No tempo das cavernas
O que muitos não querem compreender nem aceitar é que boa parte dos estrangeiros que estão chegando ao Brasil, na maioria venezuelanos, vai se estabelecer definitivamente em Roraima, quer as pessoas locais queiram ou não. Mas obviamente existe o estranhamento com o outro, principalmente o estrangeiro, o que é natural do ser humano desde os tempos das cavernas, quando os pré-históricos se matavam pela ocupação do território e pela sobrevivência na disputa por comida.
Porém, não somos mais aqueles dos tempos da pedra lascada, embora existam os que queiram agir desta forma. Evoluímos e alcançamos uma condição humana com todas as ferramentas disponíveis para racionar, se agrupar e cada pessoa pode desenvolver talentos não só para se satisfazer ou tirar proveitos deles, mas também para ajudar os menos favorecidos, os quais, nos tempos das cavernas, seriam eliminados pela própria força da natureza ou na disputa com os mais fortes que também lutavam para sobreviver.
Alcançamos um nível tal que nem sabemos mais o que é felicidade diante da busca pela sobrevivência. Nosso instinto continua dizendo que precisamos ser inimigos para sobreviver diante da luta ingrata não só mais apenas pela subsistência, mas também por tudo, inclusive pelo supérfluo, vaidade ou algo que achemos que ofenda nossa vaidade. E muitos perdem a capacidade de ver no outro a oportunidade de nos sentirmos humanos além do que nossos instintos pré-históricos insistiam em ordenar uma sobrevivência do mais forte.
E, assim, muitos perdem essa capacidade humana evoluída de ajudar os outros por um mundo melhor ou mesmo para nos sentirmos humanos melhores, para nossa própria felicidade e sobrevivência, da mesma forma que encontramos a solução para sairmos da pré-história na luta por espaço e comida. Quem não consegue enxergar no outro mais fraco a oportunidade de ajudar o mundo e a si mesmo perdeu a capacidade evolutiva humana. E aí o mundo passa a correr perigo.

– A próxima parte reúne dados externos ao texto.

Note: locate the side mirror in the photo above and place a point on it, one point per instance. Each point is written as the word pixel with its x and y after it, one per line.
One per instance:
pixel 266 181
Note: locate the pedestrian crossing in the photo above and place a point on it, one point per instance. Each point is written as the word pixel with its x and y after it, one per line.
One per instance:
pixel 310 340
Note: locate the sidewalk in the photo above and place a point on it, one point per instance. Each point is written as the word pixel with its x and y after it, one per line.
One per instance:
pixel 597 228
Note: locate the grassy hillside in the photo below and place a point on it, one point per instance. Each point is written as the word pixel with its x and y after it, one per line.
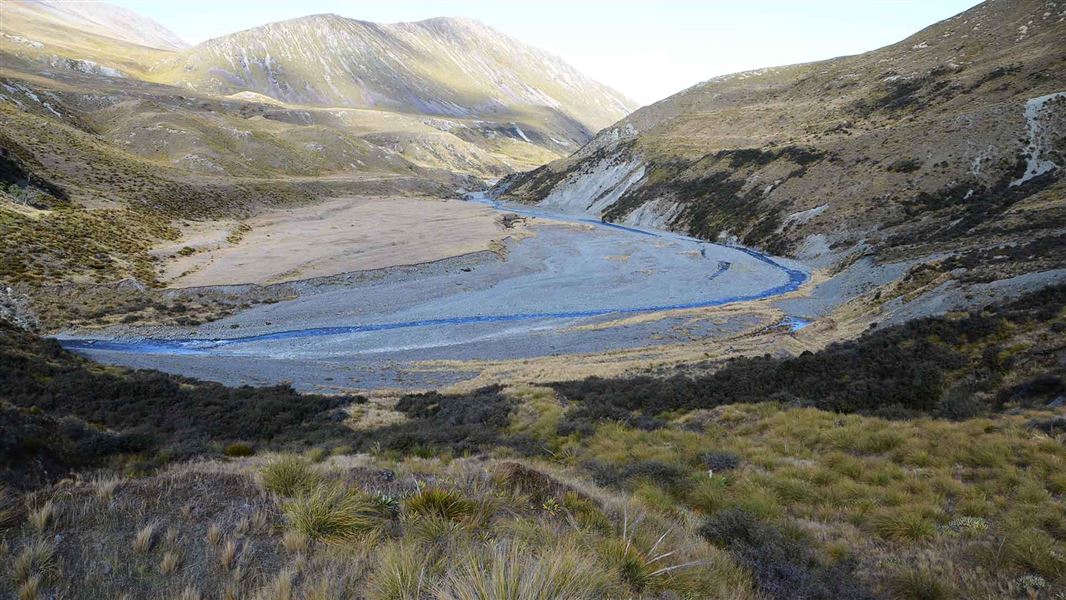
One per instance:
pixel 709 487
pixel 950 141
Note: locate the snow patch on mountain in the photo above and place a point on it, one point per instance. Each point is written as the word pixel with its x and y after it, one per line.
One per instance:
pixel 1038 120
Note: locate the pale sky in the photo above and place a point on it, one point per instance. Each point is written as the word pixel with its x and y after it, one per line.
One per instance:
pixel 645 49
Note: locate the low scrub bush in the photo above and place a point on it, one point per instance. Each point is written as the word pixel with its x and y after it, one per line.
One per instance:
pixel 782 566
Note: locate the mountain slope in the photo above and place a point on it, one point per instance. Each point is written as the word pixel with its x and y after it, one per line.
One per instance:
pixel 99 18
pixel 443 66
pixel 949 141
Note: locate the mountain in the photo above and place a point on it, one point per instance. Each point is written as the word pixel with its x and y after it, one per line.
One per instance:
pixel 949 143
pixel 443 66
pixel 98 18
pixel 106 138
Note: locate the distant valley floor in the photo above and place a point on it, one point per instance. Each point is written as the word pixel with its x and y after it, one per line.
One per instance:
pixel 556 286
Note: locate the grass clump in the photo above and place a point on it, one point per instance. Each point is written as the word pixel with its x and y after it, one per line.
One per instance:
pixel 919 583
pixel 333 513
pixel 507 569
pixel 35 561
pixel 289 476
pixel 42 517
pixel 904 526
pixel 404 571
pixel 440 503
pixel 239 449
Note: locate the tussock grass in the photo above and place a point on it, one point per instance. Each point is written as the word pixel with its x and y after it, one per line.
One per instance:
pixel 506 569
pixel 170 564
pixel 105 486
pixel 919 583
pixel 904 526
pixel 439 502
pixel 213 534
pixel 280 587
pixel 333 513
pixel 145 538
pixel 42 517
pixel 295 540
pixel 227 554
pixel 30 589
pixel 37 561
pixel 289 475
pixel 403 571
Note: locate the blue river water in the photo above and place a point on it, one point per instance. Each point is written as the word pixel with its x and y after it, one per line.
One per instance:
pixel 200 344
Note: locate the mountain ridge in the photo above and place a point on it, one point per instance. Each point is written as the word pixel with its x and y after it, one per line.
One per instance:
pixel 870 153
pixel 446 66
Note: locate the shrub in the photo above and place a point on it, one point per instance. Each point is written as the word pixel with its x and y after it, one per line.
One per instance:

É neste cenário que passamos a viver em Roraima, com a chegada de venezuelanos que fogem da fome no país deles. Muitos brasileiros não conseguem se colocar no lugar deles, como se estivéssemos em nossa caverna, prontos para defendermos um território que achamos ser só nosso, de uso exclusivo e que não pode ser violado de nenhuma forma. Até o prato de comida nem é mais apenas uma sobrevivência, mas um status, uma exclusividade para quem pode, inclusive isso é bem representado numa bandeja colorida dos shoppings, como se fosse um deleite só dos privilegiados. Os fracos, ou seja, os inimigos, é que se explodam!
Assim temos que refletir diariamente sobre a condição humana, para não regredirmos não apenas intelectualmente, mas também na nossa própria essência humana de quem busca uma sociedade melhor, em que os mais fracos possam ser compreendidos e ajudados, e não aviltados mais do que já estão submetidos. Mas os homens e mulheres das cavernas não conseguem enxergar assim. Eles querem luta, eles querem morte ou que seus “inimigos” fujam em disparada do território que eles dizem ser apenas deles. Esse é o DNA da xenofobia, do preconceito e do racismo. Coisas do tempo das cavernas.